Trouble running TTS_example colab

Good Evening,

I am in the process of trying to finetune a tacotron model with a few voice samples+ M-AI-Labs in French and I wanted to give a try at training it with a classic dataset to see how it worked.
I found @erogol colab example here that describe how to train it with LJSpeech.
But somehow the script gives me an error saying it can’t load the module utils.io: No module named 'utils.io' .
I am not sure what I am doing wrong but would appreciate any pointers.

Thanks a lot,

The examples all seem faulty. For me too. I guess the path to find the utils.io is incorrect and should be changed to something like TTS.utils.io or TTS.tts.utils.io…depending on where you are. IT can be seen as it’s looking for a path where the dots are representing what is normaly " /"

Hi @CrazyJoeDevola
TTS.utils.io did the tricks, encountering other issues but now that I know that I need to modify the paths I will try to resolve them.
Thanks for the tip,
Have a good day,

colab examples should be used by their corresponding checkouts. I dont thing in that case there would be a problem.

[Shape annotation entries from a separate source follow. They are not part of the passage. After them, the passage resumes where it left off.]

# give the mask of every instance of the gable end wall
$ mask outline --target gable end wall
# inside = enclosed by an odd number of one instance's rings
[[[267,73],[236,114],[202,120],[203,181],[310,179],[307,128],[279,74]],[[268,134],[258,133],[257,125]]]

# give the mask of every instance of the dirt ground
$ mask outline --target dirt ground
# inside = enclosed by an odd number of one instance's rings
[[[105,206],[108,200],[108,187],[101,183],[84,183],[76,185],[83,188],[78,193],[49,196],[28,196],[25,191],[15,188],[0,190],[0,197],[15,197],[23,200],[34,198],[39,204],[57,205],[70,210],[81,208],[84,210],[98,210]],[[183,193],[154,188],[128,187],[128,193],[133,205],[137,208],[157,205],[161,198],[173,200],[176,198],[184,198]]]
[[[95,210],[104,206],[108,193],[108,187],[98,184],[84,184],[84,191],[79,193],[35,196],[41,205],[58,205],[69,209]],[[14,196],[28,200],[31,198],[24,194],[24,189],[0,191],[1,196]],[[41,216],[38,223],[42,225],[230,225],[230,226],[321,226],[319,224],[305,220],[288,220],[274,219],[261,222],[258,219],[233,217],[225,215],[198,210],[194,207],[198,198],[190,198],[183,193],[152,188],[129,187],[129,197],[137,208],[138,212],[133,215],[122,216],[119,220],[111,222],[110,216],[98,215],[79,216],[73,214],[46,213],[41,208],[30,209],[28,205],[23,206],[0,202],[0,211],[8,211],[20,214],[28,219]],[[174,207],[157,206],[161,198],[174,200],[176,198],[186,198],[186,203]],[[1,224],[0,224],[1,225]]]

Otherwise feel free to contribute back your fix to the repo.

Hi,
Thanks for taking the time to answer. I don’t have a background in computer science so sometimes I am struggling understanding certain terms, sorry about that. What exactly do you mean by “corresponding checkouts”?

No problem :slight_smile: If you look at the code you see I checkout a certain version of the repo. "git checkout ". This updates the code to a certain version which is compatible with the example code. Hope it clarifies.

1 Like

Great!
I checked out from this hash: 7e799d5. I had to modify the losses.py script (as explained here) and now it seems to run smoothly.
Thanks a lot.
Next step is using another dataset.

I’ve also released an small update which handles module name mismatch as you use ‘’‘load_checkpoint’’’ function

After using Ljspeech, I am trying to feed it another dataset, namely the french part of mailabs.
I used preprocess.py to generate a nested list containing all the wav files that I saved as a csv file using csv.writer

import numpy as np
import csv
from datasets.preprocess import mailabs
items= mailabs("/content/gdrive/My Drive/Tacotron/fr_FR")
with open('/content/gdrive/My Drive/Tacotron/fr_FR/metadata.csv', 'w', newline='') as csvfile:
    writer = csv.writer(csvfile)
    writer.writerows(items)

I then proceeded to split it into train and eval with this code:

shuf metadata.csv > metadata_shuf.csv
head -n 12000 metadata_shuf.csv > metadata_train.csv
tail -n 1100 metadata_shuf.csv > metadata_val.csv

Then I changed the path and name of the dataset in config.json

"datasets": [{"name": "mailabs", "path": "/content/gdrive/My Drive/Tacotron/fr_FR", "meta_file_train": null, "meta_file_val": null}]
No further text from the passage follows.